CXCR4 chemokine receptor mediates melanoma and colorectal cancer metastasis to the liver

Abstract Introduction: Chemokine receptors have been identified as potential factors in organ-specific metastasis of multiple cancers. Since both melanoma and colorectal cancer (CRC) metastasize to the liver, we hypothesized that similar chemokine receptors facilitate liver metastasis of both cancers. Methods: Patients with resection for metastatic liver disease (n = 16, melanoma; n=22, CRC) were selected from a database. Initially, screening microarrays for chemokine receptors were analyzed using primary and metastatic cell lines and frozen tissues. Upon identifying chemokine receptors common to both cancers, validation studies were conducted in cell lines and formalin-fixed paraffin embedded liver metastasis specimens (FFPE).

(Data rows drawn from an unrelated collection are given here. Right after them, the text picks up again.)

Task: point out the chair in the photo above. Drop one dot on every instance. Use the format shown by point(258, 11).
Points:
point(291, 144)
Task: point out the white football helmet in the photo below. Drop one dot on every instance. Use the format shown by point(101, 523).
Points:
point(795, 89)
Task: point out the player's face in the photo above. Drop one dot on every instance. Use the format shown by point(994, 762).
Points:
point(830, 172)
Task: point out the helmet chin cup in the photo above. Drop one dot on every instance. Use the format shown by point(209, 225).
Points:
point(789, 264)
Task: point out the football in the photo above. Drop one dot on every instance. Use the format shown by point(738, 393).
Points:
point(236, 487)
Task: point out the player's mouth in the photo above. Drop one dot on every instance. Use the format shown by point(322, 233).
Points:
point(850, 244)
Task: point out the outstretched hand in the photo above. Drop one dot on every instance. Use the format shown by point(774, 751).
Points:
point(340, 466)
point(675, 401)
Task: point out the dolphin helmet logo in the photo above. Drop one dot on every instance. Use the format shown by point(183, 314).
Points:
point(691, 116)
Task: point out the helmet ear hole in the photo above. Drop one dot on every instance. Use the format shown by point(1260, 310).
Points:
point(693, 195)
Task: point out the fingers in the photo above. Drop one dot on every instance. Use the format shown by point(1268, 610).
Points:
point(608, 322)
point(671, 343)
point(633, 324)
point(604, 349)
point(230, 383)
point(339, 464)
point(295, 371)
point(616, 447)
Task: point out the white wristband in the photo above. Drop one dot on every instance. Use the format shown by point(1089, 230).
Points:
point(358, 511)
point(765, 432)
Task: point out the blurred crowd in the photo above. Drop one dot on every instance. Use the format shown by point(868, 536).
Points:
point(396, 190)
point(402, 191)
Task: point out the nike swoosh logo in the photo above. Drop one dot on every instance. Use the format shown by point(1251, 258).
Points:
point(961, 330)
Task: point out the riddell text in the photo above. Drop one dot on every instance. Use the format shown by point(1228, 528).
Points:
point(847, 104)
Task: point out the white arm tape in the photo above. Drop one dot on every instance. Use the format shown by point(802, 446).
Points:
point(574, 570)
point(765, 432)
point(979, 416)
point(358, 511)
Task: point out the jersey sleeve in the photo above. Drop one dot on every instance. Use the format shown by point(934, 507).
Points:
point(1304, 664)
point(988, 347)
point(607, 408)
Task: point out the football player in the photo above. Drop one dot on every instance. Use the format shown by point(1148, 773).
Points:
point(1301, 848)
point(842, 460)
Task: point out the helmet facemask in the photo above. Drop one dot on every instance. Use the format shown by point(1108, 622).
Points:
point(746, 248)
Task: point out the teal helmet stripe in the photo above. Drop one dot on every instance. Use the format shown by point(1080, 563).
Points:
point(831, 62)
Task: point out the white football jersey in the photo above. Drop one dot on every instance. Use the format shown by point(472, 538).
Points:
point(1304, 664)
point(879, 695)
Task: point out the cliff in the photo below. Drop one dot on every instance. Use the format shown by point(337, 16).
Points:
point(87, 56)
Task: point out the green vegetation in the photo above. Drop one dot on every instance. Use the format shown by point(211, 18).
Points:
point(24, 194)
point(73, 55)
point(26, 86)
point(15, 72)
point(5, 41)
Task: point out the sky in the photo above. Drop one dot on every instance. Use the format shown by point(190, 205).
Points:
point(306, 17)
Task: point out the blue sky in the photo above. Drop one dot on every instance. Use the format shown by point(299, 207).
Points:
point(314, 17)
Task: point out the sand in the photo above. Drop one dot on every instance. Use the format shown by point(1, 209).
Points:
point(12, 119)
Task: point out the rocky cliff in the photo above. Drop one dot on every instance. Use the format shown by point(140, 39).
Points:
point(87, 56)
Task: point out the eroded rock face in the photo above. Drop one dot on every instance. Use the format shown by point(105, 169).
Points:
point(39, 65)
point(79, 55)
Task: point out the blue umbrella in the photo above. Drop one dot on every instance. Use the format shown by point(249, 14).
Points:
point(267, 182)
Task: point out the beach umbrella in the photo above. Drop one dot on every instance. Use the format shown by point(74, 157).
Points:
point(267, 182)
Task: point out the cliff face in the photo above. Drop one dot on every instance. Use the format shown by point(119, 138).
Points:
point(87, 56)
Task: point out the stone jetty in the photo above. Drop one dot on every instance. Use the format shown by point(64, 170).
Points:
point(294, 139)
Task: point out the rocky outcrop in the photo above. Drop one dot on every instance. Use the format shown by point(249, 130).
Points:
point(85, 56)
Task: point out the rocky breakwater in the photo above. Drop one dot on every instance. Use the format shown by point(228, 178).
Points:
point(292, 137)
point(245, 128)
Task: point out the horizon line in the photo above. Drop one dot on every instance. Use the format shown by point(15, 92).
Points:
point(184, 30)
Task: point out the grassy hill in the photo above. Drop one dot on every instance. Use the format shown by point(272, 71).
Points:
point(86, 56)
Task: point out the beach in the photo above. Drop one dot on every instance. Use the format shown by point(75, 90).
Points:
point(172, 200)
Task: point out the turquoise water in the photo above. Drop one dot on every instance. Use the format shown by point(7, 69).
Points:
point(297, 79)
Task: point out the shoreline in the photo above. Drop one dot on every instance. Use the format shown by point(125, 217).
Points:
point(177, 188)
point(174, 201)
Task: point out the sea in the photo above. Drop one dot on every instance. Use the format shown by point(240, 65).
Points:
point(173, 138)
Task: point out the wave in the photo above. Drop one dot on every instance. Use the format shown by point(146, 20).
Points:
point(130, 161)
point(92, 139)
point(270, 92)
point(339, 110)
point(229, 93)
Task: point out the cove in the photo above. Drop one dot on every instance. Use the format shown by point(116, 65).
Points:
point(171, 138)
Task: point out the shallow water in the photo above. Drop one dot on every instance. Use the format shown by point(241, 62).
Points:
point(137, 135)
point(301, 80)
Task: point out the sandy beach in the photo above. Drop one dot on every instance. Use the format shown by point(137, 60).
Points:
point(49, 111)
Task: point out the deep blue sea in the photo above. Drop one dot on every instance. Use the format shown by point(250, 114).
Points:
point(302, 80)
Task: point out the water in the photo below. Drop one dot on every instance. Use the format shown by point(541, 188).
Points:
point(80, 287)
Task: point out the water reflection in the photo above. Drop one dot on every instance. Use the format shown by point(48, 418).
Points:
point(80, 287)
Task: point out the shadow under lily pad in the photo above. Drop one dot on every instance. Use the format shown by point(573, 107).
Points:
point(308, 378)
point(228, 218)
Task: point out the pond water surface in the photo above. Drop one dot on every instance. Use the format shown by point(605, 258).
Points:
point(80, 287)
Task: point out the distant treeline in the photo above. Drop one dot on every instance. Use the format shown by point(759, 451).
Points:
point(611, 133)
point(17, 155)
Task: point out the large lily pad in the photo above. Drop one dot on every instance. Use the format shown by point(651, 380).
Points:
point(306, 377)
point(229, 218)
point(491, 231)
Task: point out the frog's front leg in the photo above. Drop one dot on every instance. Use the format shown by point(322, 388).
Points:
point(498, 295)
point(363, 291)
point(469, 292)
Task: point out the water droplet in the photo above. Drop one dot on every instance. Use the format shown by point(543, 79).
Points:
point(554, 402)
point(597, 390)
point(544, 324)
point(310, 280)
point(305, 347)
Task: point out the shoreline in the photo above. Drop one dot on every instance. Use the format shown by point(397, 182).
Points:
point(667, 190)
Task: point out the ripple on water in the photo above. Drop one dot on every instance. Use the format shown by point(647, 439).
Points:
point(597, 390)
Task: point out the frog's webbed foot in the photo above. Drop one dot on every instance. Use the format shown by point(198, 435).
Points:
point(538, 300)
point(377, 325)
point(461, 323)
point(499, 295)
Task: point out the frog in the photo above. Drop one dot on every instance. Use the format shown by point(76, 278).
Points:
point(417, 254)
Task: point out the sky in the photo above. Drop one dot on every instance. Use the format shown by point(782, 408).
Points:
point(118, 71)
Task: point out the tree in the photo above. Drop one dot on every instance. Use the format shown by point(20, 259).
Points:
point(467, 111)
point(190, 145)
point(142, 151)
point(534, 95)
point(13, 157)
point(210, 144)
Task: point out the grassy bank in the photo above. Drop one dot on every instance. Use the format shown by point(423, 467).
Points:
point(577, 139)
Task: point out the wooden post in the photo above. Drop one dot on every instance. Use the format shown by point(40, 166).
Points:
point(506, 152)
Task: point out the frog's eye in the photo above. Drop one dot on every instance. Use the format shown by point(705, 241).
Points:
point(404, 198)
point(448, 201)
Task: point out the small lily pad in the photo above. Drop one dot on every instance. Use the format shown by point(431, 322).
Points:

RNA was extracted and assessed by quantitative real-time polymerase chain reaction (qRT). Migration assays using melanoma and CRC cell lines were performed to determine if CXCR4 receptor was functional. Results: Screening microarrays identified CXCR4 as the most common chemokine receptor. qRT of cancer cell lines and 38 FFPE demonstrated CXCR4 expression in the cell lines (n = 5/6) and 81% (n = 13/16) and 100% (n = 22) of FFPE in melanoma and CRC, respectively. Migration studies demonstrated 5- and 3-fold increases in response to SDF-1 (CXCL12), the ligand to CXCR4, for melanoma and CRC, respectively, over controls (p Conclusions: CXCR4 is expressed in melanoma and CRC liver metastasis and is functional in both melanoma and CRC cell lines. The liver, which highly produces SDF-1, is a selective target for CXCR4 (+) melanoma and CRC cells. These studies suggest that CXCR4 may serve a key role in progression of liver metastasis of both cancers.